His left hand, the one carrying the briefcase, began to burn with the cold. No matter how hard he tried, the thought would not leave him alone: inside that briefcase lay the evidence that could have him shot. Pathetic to carry on walking towards the ZIS – and yet it felt silly, somehow, to turn round and head in the opposite direction.

This was how the nobles of France had met their death during the time of the Revolution, of loftily being carried along in the tumbril, rather than do something to avoid the inevitable. Step by step, he began to slow down.

A rear door of the ZIS opened – and there was Lyushkov, in a black leather coat, cigarette in hand.

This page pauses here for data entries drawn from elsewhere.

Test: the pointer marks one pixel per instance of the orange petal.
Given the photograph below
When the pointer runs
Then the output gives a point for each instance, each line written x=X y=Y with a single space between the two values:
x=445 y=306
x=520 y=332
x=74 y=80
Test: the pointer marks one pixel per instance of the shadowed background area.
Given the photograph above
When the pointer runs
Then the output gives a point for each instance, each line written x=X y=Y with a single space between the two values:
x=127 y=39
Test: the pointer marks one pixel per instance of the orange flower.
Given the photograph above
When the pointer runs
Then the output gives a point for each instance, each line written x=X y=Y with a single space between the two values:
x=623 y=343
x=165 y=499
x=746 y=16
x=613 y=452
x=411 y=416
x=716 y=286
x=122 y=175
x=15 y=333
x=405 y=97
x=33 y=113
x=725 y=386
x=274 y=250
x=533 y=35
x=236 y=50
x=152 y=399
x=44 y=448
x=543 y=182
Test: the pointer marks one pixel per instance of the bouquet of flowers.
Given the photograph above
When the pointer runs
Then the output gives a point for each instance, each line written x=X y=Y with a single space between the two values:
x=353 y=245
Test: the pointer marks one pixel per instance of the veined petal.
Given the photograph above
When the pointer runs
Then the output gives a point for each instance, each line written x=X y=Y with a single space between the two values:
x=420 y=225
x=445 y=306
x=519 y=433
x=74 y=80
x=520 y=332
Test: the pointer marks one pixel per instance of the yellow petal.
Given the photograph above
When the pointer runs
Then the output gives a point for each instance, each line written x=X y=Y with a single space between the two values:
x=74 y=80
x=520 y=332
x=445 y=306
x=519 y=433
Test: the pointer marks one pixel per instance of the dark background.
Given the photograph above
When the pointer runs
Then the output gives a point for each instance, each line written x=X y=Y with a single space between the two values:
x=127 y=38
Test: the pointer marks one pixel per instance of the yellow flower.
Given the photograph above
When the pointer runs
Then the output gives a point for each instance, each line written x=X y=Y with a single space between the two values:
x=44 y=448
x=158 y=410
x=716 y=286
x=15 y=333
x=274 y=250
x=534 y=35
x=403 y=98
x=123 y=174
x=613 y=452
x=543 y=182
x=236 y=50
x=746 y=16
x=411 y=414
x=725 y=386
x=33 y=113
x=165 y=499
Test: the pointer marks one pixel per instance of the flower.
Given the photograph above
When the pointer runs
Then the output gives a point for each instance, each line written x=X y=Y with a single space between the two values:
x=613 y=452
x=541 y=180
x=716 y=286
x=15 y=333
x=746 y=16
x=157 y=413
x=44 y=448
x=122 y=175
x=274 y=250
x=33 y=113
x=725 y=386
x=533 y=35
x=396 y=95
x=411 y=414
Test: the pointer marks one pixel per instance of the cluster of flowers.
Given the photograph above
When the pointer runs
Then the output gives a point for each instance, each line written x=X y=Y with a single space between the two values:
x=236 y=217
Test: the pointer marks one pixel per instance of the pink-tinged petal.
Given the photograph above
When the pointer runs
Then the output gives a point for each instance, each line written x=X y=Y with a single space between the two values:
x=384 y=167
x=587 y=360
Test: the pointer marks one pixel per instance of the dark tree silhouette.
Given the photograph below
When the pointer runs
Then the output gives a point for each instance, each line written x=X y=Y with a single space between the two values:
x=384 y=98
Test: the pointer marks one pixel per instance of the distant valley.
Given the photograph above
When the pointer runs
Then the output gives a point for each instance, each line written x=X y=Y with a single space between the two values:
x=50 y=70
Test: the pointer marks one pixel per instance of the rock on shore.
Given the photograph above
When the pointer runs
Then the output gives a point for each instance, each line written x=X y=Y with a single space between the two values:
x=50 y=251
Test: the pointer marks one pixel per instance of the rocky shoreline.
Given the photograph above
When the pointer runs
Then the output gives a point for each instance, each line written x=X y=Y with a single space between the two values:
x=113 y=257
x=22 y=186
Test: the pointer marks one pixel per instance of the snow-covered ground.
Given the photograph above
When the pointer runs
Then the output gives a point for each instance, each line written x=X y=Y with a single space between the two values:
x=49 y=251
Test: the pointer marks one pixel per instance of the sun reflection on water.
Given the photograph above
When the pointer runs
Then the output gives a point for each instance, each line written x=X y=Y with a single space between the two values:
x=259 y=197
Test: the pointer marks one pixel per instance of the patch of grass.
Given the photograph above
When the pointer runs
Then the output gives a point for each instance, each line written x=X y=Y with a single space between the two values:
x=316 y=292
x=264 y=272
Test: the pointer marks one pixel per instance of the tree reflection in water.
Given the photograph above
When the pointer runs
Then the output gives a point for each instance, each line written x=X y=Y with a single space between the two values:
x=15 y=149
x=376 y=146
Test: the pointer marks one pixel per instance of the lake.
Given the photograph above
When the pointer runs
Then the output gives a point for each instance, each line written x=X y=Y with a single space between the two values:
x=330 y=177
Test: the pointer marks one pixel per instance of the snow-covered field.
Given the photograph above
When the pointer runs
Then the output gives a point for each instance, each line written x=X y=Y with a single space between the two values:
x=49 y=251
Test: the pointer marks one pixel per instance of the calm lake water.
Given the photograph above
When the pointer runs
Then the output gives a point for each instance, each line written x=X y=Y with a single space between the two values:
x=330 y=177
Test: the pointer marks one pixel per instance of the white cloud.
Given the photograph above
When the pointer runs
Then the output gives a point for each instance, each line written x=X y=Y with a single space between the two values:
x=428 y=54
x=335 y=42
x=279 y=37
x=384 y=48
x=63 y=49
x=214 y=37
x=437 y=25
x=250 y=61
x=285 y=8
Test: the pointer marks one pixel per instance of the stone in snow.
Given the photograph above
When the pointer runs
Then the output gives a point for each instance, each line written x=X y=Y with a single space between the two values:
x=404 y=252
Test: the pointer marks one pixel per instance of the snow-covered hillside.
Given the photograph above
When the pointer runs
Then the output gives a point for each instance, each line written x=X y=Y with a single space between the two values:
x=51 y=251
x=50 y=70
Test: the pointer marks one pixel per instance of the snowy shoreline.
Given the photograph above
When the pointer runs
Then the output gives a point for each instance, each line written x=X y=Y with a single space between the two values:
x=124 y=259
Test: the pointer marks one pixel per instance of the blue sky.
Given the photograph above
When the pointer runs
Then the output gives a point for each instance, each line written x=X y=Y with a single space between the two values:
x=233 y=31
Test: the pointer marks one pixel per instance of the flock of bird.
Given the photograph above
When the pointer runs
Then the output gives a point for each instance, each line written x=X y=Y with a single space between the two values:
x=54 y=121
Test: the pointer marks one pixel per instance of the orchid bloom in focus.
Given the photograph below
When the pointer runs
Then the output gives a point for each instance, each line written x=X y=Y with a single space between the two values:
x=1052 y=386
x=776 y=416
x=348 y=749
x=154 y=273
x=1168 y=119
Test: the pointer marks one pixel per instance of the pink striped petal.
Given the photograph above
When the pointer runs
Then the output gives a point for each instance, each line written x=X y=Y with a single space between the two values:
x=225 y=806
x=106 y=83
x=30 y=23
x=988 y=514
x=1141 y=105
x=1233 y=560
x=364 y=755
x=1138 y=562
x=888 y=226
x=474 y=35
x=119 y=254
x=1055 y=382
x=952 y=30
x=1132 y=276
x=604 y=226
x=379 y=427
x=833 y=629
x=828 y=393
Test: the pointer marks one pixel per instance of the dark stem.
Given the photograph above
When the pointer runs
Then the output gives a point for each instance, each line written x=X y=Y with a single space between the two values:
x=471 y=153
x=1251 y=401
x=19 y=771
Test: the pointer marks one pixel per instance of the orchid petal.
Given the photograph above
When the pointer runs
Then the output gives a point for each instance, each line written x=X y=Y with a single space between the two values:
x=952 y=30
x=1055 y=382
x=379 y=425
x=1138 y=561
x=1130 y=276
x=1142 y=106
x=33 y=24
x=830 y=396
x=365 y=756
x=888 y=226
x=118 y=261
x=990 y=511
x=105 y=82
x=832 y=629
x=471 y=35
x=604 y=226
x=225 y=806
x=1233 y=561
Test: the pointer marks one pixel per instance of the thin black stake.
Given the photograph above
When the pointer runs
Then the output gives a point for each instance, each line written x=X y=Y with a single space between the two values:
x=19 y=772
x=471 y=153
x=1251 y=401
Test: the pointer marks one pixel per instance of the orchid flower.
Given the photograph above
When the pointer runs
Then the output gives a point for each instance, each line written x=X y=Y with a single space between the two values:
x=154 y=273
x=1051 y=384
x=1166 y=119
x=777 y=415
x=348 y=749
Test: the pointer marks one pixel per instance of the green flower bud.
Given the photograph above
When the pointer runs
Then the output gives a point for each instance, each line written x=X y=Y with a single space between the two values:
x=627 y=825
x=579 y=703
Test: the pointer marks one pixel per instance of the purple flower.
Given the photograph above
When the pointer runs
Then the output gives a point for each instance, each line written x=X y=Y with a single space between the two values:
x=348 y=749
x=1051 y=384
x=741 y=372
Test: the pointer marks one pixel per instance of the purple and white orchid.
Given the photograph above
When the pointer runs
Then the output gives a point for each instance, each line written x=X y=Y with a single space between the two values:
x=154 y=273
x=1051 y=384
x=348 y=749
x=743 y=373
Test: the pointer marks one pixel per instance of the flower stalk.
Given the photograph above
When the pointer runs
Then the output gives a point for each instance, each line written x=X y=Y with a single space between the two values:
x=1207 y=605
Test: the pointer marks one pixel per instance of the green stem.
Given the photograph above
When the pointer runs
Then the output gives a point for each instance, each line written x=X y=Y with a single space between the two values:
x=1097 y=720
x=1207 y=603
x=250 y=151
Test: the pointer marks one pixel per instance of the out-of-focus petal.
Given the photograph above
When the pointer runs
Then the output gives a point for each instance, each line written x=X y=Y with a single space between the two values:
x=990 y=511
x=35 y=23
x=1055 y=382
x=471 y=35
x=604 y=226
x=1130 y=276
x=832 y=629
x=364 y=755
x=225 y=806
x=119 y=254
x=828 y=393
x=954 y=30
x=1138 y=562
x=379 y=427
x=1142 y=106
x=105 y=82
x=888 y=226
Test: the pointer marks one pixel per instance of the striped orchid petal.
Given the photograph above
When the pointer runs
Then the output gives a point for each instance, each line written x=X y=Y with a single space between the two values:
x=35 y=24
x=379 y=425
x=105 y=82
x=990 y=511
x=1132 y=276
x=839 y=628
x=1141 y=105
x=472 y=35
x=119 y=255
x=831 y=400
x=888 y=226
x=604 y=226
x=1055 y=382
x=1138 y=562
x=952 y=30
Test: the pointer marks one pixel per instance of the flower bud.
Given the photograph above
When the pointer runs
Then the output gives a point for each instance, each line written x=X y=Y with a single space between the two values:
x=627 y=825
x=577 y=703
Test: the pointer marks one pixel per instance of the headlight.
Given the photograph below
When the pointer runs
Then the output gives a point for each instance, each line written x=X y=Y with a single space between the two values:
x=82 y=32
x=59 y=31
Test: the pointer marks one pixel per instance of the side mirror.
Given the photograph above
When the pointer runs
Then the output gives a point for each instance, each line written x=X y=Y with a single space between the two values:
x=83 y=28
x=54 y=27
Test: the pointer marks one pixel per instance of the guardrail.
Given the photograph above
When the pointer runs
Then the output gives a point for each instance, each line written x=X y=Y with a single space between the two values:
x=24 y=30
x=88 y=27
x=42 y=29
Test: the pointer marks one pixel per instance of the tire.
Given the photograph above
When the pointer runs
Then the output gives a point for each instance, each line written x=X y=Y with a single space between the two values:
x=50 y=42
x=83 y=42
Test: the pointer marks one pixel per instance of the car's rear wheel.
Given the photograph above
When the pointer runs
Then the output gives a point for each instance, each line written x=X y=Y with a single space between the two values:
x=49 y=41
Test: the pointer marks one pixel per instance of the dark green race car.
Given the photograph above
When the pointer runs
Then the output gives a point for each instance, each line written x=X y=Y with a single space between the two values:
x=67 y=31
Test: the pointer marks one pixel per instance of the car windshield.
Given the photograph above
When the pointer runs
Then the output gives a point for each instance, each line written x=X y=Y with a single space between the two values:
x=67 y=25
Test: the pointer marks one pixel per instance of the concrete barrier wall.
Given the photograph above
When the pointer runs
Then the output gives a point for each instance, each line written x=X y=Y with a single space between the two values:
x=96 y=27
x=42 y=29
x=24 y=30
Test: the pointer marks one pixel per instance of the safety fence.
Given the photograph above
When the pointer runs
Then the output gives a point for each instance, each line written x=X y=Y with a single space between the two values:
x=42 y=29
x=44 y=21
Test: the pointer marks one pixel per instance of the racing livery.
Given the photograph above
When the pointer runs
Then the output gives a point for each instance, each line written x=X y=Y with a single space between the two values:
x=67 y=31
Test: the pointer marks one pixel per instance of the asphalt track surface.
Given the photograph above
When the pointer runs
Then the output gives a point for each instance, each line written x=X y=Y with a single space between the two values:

A fish truck slid to a stop on the opposite side of the road. Stepping out of the ZIS, Lyushkov studied Jones patiently, cigarette now to his lips.

The driver’s window of the fish truck opened, revealing Fred Beal, and from inside came a low whistle, Let My People Go. Beal lifted his hands from the wheel of the truck, a gesture of impatience.

Jones looked round. There was a wooden barrier down the middle of the road, preventing the ZIS from doing a U-turn. If he ran for the truck, he still had a chance.

A line of limousines was moving fast towards Jones, a police car with a blue flashing light heading the procession. Seizing his opportunity, Jones hurried across the road and ran to the back of the truck, where someone pulled up the tarpaulin just enough for Jones to see through. Flinging his hat and suitcase in first, he vaulted in. As soon as he had landed, a big man in black workers’ overalls banged his fist on the back of the cab and the truck surged forwards before it could be overtaken by the convoy of VIPs.